Every once in awhile, I get this strange feeling that the entire economy is a sham, my optimism in capitalism and entrepreneurship a farce, my own path much more manufactured by a system than carved out on my own. Luckily, these moments are fleeting, so I am able to go on with my life, pursuing my goals confident that the end result will be substantial public good, and even a personal gain.
One of these moments happened recently when I watched the documentary An Inside Job. Though the facts presented by this excellently-shot film were not new to me — I had heard the same facts in the writing of Matt Taibbi, the Giant Pool of Money special on NPR, the terribly underrated film The New American Ruling Class, and on blogs such as Naked Capitalism and 13 Bankers — no other single source of information has so connected the dots between the political, academic, private and public problems which culminated in the financial crisis we witnessed in 2008.
Joseph Stiglitz recently wrote an article about the richest 1% of Americans, and their increasingly better relative wealth and income over the last 30 years. His points are well-argued (and again, nothing new for those well-versed in history of economics of neoliberalism). But, perhaps most interesting is Stiglitz’s recognition of the shrine of finance.
To give just one example, far too many of our most talented young people, seeing the astronomical rewards, have gone into finance rather than into fields that would lead to a more productive and healthy economy.
John Maynard Keynes also had something to say on the subject:
For my part I think that capitalism, wisely managed, can probably be made more efficient for attaining economic ends than any alternative system yet in sight. But, capitalism in itself is in many ways extremely objectionable. [… As for] Economics, it is a very dangerous science.
When I swirl that together with my vantage point in 2011, looking back on the crisis of 2008, I find it very hard to not wish we were doing a rethink of the system altogether.
It is not enough that the conditions of labour are concentrated in a mass, in the shape of capital, at the one pole of society, while at the other are grouped masses of men, who have nothing to sell but their labour-power. Neither is it enough that they are compelled to sell it voluntarily. The advance of capitalist production develops a working class, which by education, tradition, habit, looks upon the conditions of that mode of production as self-evident laws of Nature.
The organisation of the capitalist process of production, once fully developed, breaks down all resistance.
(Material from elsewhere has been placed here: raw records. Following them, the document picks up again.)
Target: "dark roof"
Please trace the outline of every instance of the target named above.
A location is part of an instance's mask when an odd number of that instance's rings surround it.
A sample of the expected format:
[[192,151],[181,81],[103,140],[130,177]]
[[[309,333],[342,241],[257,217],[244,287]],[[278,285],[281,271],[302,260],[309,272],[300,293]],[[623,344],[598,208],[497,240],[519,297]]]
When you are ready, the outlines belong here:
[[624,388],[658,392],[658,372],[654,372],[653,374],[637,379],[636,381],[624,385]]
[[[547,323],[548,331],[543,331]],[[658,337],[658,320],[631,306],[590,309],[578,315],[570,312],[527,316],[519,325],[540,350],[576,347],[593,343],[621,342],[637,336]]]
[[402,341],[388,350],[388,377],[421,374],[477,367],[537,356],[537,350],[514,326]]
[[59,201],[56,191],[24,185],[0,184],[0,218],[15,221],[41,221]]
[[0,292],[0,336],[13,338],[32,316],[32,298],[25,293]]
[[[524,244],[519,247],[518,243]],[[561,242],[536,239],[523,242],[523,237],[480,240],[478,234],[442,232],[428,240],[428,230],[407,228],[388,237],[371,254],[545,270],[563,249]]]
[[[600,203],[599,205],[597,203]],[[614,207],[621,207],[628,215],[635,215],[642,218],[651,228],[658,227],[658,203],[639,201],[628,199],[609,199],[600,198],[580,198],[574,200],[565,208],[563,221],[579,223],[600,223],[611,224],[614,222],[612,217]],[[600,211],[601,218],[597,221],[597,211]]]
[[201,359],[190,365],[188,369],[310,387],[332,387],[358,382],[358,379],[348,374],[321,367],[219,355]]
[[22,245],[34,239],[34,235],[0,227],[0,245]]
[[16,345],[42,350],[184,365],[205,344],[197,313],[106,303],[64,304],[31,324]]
The constant generation of a relative surplus-population keeps the law of supply and demand of labour, and therefore keeps wages in a rut that corresponds with the wants of capital. The dull compulsion of economic relations completes the subjection of the labourer to the capitalist.
Direct force, outside economic conditions, is, of course, still used [at times], but only exceptionally. In the ordinary run of things, the labourer can be left to the “natural laws of production,” i.e., to his dependence on capital, a dependence springing from, and guaranteed in perpetuity by, the conditions of production themselves.
But, then I snap out of it. Of course, I don’t have to tell you who wrote that quote and what that thinking led toward in history.